A verdade da ausência de substancialidade é que os fenômenos não têm existência fixa ou absoluta; ou melhor: sua verdadeira natureza é kuu um estado potencial que não pode ser tomado como existência ou inexistência. Com esta percepção da verdade, pode-se dizer que seremos capazes de eliminar os pensamentos e desejos ilusórios, o primeiro das três categorias de ilusões, estabelecidas por Tient’ai. Os pensamentos e desejos ilusórios originam-se na nossa consciência e dos cinco sentidos, assim como apego ao nosso ego superficial ou a outras coisas que nos trarão sofrimentos. A percepção de que nada existe eternamente e que tudo é kuu permite-nos descartar desses apegos.

A verdade da existência temporária é que todos os fenômenos, embora não tenham substância estabelecida, existem como fenômenos temporários (ke) em um estado de constantes mutações. Com a percepção desta verdade, pode-se dominar a segunda categorias de ilusões — inúmeras ilusões que impedem os bodhisattva de salvar os outros. Essas ilusões são obstáculo que se originam da ignorância dos inúmeros fatos que ocorrem no mundo e surgem para pertubar os bodhisattvas quando eles procuram vários ensinos, tanto budista como os demais, os quais eles devem dominar para poder ajudar todas as pessoas.

Com o reconhecimento de que todos os fenômenos são temporários e que passam por constantes mutações, podemos eliminar as ilusões e compreender a respeito de tudo que se relaciona às pessoas e aos fenômenos. A verdade do Caminho Médio é que os fenômenos possuem tanto os aspectos de ausência de substancialidade como a de existência temporária, mas que na sua essência estão longe da verdadeira entidades de todos os fenômenos a qual é difícil de se demonstrar ou compreender. Com a percepção dessa verdade, as pessoas poderão destruir a última categoria de ilusões, aquelas que referem à verdadeira natureza da vida e que impedem que atinja a iluminação. A ignorância da verdadeira natureza da vida é a origem de todas as outras ilusões e desejos mundanos. Ela causa a discriminação entre eu e o outro e assim impede as pessoas de compreenderem a realidade mística de todas as coisas.

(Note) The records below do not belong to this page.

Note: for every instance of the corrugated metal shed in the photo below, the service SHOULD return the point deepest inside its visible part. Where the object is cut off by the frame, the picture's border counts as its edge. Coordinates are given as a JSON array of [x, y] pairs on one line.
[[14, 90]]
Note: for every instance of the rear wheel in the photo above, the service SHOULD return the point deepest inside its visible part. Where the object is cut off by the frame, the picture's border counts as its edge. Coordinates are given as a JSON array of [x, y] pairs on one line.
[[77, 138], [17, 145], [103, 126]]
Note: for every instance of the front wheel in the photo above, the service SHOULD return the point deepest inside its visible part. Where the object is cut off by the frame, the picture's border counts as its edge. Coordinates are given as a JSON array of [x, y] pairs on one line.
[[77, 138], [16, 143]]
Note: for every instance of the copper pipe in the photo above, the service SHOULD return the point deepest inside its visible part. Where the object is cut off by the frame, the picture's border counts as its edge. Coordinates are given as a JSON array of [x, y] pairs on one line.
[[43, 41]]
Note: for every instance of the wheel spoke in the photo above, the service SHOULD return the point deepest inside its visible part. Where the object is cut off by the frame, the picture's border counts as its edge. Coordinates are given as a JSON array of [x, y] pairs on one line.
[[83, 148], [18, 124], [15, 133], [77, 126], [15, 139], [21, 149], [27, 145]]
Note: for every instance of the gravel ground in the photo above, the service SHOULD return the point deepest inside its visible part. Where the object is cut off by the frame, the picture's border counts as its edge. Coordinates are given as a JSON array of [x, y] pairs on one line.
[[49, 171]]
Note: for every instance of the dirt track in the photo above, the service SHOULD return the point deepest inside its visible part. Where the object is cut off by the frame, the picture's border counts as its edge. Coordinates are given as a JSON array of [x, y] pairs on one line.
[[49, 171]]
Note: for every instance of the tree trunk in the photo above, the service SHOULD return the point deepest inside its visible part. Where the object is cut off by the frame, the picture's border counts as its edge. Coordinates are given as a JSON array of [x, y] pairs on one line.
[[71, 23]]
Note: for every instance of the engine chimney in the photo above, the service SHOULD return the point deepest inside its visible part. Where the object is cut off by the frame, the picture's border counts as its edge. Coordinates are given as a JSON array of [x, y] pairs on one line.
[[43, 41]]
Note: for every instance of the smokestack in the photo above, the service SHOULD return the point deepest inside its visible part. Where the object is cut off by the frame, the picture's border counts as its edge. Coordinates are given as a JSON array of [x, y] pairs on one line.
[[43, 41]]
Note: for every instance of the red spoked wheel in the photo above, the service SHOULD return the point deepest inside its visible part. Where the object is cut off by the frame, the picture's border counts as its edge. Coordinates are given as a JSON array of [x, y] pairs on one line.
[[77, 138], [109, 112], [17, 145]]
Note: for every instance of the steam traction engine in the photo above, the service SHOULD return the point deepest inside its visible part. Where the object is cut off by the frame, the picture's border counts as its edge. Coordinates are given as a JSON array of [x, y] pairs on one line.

Conforme foi explicado até agora, a fusão das três verdades pode ser considerada como um princípio indicado a Lei de Nam-myoho-rengue-kyo. As três verdades são, na realidade, os três aspectos de uma única verdade. Como existe uma única verdade, elas não podem ser separadas, ou melhor, elas estão integradas em uma única verdade da Lei Mística, que também é chamada de entidade da fusão das três verdades. Para nossa conveniência, vamos examiná-las separadamente. Referindo-se à fusão das três verdades, Nitijun Shonin, o 65o sumo prelado, afirmou: “A fusão das três verdades significa que cada uma delas contém as outras três dentro de si. Todas as três estão contidas em cada uma delas, assim como cada uma contém todas as três. Elas não podem ser colocadas verticalmente, horizontalmente ou em qualquer outra ordem.”

Ao observar as três verdades à luz da vida humana, o escrito “Sobre os Dez Fatores da Vida” afirma: “Primeiramente, aparência significa o aspecto físico da nossa vida, que é interpretada como ação, emancipação ou verdade da existência temporária do atributo iluminado do buda. Em segundo lugar, natureza significa o aspecto espiritual da nossa vida e corresponde à sabedoria ou verdade da ausência de substancialidade do atributo espiritual iluminado do Buda. Em terceiro lugar, entidade é a entidade da nossa vida e que se chamam o atributo da Lei, a verdade do Caminho Médio, a natureza essencial da Lei ou iluminação.”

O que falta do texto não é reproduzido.